D. Onciul and N. Iorga have shown appreciation for his outstanding work in the field of genealogical studies. He is well regarded in Romanian historiography as an important genealogist.

== Publications ==

Sever Zotta had a rich publishing activity in the field of historical research, in the such magazines such as The Archive, Ion Neculce, Literary Talks, The Event, The Romanian People, Opinion, The Archive Magazine, The Historical Magazine.

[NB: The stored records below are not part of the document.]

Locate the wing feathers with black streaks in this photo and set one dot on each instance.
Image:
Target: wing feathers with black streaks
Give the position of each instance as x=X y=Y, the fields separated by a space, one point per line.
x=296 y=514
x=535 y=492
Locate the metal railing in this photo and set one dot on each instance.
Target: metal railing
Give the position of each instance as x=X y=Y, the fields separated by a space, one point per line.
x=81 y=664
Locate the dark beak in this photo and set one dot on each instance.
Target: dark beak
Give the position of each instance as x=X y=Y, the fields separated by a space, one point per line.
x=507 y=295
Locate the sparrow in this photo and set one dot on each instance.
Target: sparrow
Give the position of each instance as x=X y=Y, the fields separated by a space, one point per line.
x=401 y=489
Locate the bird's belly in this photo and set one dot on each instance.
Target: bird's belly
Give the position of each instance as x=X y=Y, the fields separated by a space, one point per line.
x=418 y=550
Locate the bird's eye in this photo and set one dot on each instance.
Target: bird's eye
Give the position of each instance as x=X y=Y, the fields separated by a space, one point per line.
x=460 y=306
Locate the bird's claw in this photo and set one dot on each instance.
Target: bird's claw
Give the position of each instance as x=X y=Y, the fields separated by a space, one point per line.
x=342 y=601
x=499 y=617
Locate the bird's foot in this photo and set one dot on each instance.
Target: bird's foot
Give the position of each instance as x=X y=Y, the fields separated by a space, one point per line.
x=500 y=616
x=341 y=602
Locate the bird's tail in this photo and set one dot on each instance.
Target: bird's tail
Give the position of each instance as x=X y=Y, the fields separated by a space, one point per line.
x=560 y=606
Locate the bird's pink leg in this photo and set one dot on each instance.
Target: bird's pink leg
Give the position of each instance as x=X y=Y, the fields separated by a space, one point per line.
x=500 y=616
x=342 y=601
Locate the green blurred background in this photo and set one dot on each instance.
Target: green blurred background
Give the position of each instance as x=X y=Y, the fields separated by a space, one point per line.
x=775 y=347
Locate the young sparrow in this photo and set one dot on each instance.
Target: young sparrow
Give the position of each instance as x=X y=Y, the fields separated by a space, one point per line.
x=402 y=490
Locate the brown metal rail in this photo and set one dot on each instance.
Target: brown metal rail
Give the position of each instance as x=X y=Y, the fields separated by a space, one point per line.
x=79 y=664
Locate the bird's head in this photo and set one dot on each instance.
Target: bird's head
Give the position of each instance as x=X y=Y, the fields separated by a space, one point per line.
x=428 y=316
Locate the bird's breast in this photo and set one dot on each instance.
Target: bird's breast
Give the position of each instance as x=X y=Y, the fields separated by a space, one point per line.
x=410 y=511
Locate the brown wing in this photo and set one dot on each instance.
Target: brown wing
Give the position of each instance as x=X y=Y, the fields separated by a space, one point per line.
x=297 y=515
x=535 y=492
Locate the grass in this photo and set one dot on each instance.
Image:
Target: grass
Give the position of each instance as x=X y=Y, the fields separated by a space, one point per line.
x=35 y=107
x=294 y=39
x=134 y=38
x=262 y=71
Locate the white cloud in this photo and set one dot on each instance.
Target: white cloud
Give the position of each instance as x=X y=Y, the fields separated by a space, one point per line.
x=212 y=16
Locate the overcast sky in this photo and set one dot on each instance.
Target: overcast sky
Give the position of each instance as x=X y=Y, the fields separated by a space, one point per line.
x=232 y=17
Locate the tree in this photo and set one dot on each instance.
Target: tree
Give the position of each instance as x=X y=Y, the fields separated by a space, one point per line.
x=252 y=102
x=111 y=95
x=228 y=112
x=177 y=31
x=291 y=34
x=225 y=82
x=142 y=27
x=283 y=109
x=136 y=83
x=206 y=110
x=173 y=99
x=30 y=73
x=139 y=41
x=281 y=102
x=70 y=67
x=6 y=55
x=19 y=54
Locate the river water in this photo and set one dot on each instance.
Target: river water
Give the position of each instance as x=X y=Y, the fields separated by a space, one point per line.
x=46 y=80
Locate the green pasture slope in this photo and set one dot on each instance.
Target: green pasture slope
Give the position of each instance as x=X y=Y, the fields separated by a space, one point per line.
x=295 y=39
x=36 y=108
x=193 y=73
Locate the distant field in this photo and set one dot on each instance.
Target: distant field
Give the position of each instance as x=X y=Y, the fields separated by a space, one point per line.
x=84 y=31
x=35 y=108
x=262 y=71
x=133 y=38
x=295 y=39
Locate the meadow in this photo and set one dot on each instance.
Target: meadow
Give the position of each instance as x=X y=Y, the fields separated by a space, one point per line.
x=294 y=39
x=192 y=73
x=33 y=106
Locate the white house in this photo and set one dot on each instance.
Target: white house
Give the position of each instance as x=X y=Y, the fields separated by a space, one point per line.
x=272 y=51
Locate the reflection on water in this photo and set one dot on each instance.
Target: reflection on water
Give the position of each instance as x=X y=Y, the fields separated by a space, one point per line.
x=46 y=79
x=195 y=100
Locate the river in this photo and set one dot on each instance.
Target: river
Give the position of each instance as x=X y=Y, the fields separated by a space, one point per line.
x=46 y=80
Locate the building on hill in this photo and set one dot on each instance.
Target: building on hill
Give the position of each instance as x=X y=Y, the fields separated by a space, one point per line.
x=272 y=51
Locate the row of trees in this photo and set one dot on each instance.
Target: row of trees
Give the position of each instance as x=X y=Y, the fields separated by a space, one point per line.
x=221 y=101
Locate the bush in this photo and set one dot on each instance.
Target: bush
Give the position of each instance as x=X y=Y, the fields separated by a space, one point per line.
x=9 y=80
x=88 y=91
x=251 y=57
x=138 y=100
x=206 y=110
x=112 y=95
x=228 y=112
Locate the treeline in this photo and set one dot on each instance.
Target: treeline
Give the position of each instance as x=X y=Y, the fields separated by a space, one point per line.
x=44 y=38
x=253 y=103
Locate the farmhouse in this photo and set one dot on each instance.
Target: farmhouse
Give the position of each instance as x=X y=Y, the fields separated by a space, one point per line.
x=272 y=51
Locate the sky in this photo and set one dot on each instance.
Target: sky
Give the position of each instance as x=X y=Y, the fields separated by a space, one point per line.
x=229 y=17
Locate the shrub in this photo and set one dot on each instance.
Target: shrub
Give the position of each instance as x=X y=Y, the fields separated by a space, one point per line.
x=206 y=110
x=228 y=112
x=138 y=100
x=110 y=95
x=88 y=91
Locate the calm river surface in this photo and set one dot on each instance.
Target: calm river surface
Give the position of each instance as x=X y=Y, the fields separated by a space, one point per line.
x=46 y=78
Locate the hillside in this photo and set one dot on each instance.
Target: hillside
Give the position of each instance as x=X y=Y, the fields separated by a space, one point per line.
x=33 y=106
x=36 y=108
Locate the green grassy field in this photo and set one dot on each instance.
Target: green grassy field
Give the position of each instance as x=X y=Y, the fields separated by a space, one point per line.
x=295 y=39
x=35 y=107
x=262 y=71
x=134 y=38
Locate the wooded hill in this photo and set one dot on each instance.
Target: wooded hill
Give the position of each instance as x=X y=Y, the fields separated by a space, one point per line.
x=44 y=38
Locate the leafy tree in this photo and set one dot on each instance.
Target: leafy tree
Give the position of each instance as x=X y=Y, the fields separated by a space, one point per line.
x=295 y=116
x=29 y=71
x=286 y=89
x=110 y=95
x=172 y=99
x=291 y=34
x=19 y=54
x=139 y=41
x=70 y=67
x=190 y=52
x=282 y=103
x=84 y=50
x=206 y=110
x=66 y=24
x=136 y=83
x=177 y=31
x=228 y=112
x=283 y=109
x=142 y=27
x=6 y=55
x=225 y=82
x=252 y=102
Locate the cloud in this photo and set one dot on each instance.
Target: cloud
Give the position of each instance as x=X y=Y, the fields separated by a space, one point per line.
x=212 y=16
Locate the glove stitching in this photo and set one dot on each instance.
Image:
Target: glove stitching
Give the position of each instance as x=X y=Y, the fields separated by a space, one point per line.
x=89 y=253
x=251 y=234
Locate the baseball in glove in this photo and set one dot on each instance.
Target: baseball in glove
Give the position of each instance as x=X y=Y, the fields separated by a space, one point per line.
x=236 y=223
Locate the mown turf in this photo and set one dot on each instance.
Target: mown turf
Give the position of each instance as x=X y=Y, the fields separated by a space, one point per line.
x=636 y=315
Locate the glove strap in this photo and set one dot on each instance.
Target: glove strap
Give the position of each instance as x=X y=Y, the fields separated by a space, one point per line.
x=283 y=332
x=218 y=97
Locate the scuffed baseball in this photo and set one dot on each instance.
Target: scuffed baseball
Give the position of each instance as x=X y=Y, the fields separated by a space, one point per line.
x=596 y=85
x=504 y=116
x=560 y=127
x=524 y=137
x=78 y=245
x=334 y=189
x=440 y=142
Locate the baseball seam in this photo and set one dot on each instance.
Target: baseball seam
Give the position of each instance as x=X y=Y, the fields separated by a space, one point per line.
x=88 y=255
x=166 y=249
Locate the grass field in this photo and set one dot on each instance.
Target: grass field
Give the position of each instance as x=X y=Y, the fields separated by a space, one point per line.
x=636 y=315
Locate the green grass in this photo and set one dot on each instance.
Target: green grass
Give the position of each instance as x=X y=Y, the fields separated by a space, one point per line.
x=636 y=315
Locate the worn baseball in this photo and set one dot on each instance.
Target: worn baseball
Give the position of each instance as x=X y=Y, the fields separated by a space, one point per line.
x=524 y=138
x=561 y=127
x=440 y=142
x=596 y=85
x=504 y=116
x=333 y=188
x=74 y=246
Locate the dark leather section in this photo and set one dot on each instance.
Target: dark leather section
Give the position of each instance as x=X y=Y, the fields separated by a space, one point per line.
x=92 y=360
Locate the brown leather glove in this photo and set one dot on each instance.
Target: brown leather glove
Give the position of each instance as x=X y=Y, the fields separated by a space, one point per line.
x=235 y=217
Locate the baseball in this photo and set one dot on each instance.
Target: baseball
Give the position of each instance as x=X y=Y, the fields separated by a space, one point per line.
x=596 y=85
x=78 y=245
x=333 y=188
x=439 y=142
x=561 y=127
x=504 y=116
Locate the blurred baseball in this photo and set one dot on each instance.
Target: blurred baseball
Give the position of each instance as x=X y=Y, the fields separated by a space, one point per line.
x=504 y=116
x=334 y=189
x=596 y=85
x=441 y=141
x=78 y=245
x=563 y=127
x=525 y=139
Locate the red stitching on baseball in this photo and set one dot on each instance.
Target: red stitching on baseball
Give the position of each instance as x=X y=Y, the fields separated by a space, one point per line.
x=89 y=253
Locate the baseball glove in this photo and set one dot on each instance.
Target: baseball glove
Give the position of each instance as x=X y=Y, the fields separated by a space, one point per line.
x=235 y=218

Among his publications are the following:
- Vasile Lupu, historical piece in 3 acts, the lyrics, Bucharest, 1909;
- The principles of Romania descending from Movilești. in: Genealogical archive, Year II, July–September 1913;
- Spokesman of the Hăjdău family. In: Genealogical archive, Year II, July–September 1913;
- New data on Andronachi Donici, Iași, 1915;
- At the centenary of Vasile Alecsandri, 1821–1921, Iași, 1921;
- A missing monastery, Chișinău, 1924;
- Golia Monastery. Historical sketch, Iași, 1925;
- Paul Gore, Chișinău, 1928;
- About the people of Cantemirești, Iași,1931;
- A genealogical mystification: Ieremia Golia, Cluj, 1931;
- Die Abstammung der Familie Flondor, (transl. Genealogy of the Flondor Family), in Bukowiner Heimatblätter, JahrgangI, Heft 1–3, Rădăuți, 1933.